Gulf Arab states had earlier called for an immediate meeting of the Arab League to discuss the humanitarian situation in Syria and study ways to stop the bloodshed.
Assad has sent troops and tanks into restive cities and towns to try put down the unrest but protests have persisted, spreading to suburbs and rural regions around cities as troops have occupied main squares in urban centers.
With the deployment of thousands of police and militiamen loyal to Assad, whose family has ruled Syria for 41 years, central neighborhoods of Damascus have remained largely free of pro-democracy demonstrations.
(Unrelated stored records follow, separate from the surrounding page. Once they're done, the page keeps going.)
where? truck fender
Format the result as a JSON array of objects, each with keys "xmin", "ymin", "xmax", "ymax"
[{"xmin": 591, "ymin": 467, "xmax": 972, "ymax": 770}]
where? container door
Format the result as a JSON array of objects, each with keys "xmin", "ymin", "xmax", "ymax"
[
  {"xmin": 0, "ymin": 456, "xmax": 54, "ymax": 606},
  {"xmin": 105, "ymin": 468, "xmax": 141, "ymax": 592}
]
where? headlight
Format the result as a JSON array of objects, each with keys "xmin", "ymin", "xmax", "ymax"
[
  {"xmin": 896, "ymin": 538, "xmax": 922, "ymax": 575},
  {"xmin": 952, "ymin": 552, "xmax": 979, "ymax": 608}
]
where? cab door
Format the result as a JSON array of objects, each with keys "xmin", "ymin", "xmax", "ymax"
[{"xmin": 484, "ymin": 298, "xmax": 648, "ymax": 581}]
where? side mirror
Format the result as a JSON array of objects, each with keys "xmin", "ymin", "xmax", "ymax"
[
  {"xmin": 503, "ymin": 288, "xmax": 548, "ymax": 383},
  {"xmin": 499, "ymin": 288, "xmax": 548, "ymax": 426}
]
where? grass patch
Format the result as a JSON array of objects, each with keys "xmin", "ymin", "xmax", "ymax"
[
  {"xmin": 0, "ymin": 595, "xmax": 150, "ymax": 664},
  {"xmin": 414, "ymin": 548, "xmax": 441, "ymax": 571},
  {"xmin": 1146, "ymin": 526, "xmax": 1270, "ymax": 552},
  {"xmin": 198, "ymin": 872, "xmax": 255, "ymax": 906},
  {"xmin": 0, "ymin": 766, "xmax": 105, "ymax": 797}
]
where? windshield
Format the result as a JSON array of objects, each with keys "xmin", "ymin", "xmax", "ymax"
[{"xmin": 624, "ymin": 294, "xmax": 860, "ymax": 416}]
But at Saturday’s funeral for a ten-year-old boy, Ibrahim Sheiban, killed in a protest rally the day before, “passions were running high,” said one of the witnesses, a private sector employee who asked not to be identified for his own protection.
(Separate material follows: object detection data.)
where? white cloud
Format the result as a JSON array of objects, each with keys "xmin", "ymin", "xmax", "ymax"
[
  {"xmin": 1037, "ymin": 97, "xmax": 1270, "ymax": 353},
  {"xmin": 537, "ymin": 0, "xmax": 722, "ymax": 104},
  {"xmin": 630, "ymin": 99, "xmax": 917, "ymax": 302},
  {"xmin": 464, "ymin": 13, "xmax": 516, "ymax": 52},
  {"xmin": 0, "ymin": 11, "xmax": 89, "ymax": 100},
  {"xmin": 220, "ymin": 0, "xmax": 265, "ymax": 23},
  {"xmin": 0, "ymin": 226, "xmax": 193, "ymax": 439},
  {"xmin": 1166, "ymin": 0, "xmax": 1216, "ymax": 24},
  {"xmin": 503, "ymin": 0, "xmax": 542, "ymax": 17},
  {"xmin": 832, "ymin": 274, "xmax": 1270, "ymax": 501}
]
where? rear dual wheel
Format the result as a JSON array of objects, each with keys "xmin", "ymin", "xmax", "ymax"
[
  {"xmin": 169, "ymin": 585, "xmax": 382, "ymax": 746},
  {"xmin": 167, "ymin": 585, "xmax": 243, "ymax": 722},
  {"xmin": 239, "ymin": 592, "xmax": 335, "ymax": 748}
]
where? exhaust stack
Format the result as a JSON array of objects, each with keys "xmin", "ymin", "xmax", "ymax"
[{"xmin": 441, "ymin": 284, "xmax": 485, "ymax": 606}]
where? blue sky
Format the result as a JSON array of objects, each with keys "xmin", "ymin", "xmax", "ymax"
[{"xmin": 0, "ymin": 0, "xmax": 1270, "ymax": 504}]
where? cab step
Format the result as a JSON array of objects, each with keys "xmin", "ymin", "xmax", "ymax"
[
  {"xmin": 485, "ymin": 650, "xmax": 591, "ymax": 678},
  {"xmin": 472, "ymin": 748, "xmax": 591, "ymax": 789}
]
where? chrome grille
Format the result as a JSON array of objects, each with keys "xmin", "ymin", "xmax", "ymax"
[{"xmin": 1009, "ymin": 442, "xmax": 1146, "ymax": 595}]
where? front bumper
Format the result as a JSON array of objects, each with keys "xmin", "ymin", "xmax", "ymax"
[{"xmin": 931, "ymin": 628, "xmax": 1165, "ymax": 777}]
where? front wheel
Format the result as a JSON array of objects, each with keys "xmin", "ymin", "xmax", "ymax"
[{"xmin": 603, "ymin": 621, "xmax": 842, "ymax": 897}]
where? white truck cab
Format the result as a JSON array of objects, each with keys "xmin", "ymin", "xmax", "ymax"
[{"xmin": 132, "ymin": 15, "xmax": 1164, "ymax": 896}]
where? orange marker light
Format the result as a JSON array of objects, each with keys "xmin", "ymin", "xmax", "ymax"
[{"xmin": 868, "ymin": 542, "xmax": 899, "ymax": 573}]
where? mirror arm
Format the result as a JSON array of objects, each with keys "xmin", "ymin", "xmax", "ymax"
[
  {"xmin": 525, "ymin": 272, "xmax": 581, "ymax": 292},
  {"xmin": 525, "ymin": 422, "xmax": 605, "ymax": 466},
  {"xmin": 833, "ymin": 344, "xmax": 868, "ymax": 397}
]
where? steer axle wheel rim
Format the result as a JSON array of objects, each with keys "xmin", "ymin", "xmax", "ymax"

“The body was wrapped in white and thousands behind it were chanting ‘the people want the execution of the president’ and ‘we will be free despite you Bashar’,” he said.
Some mourners began throwing stones at the security forces, who fired back with live ammunition, the witness told Reuters by phone from the scene in the Damascus district of Maidan.
The killings in Maidan brought to at least nine the number of people killed while protesting against Assad in the last 48 hours, according to rights activists.
The United Nations called on Friday for international protection for civilians from a crackdown it said could kindle civil war between Syria’s majority Sunni Muslims and members of Assad’s minority Alawite sect, an offshoot of Shi’ite Islam.
Sunnis also comprise most of the army’s rank and file while the officer corps is comprised primarily of Alawites effectively under the command of Assad’s younger brother, Maher.
The authorities have expelled most independent media from Syria, make it difficult to verify accounts of events.
Syrian leaders blame the violence on foreign-backed “armed terrorist groups” who they say have killed 1,100 soldiers and police. The United Nations said the military crackdown on unrest has killed 3,000 people, including at least 187 children.
“The onus is on all members of the international community to take protective action in a collective manner, before the continual ruthless repression and killings drive the country into a full-blown civil war,” the U.N. High Commissioner for Human Rights, Navi Pillay, said in a statement.
“As more members of the military refuse to attack civilians and change sides, the crisis is already showing worrying signs of descending into an armed struggle,” she added.
Assad was quoted by state media this week as saying Syria had “passed the most difficult stage” of the uprising.
In the Zabani Plain, around 35 km (22 miles) west of Damascus on the fringes of the Anti-Lebanon mountain range, army defectors fought loyalist troops for several hours on Saturday, according to local residents.
“I saw army jeeps towing two (vehicles) belonging to State Security that were riddled with bullets. Blood was practically seeping from them,” said a resident of the resort town, who gave his name as Mohammad. “They ransacked houses in Zabadani overnight looking for deserters and activists.”
Sticking to a strategy of dismissing the protests as a foreign plot to divide Syria while touting “reforms that safeguard Syria’s sovereignty”, Assad formed a committee on Saturday to draft a new constitution within four months.
“President Assad issued today decree number 33 which stipulates forming a committee to prepare for a draft constitution,” the official news agency agency SANA said.
The constitution, which was changed by Assad’s late father, President Hafez al-Assad, in the 1970s, discourages any political pluralism by stipulating that the ruling Baath Party is “leader of the state and society.”
The Syrian opposition has called for the clause to be scrapped, along with another that says the president can only be nominated by his Baath Party as well as numerous laws passed in the last 50 years which they say allow Assad and his security apparatus to practice repression and corruption with impunity.
New laws issued by Assad in the past three months permit “parties committed to democratic principles” and established an election commission. But they also preserved quotas that retain the majority of seats for farmers and workers, whose representatives are drawn from state-controlled unions.
Syria’s current parliament, a rubber stamp body, does not have a single opposition figure.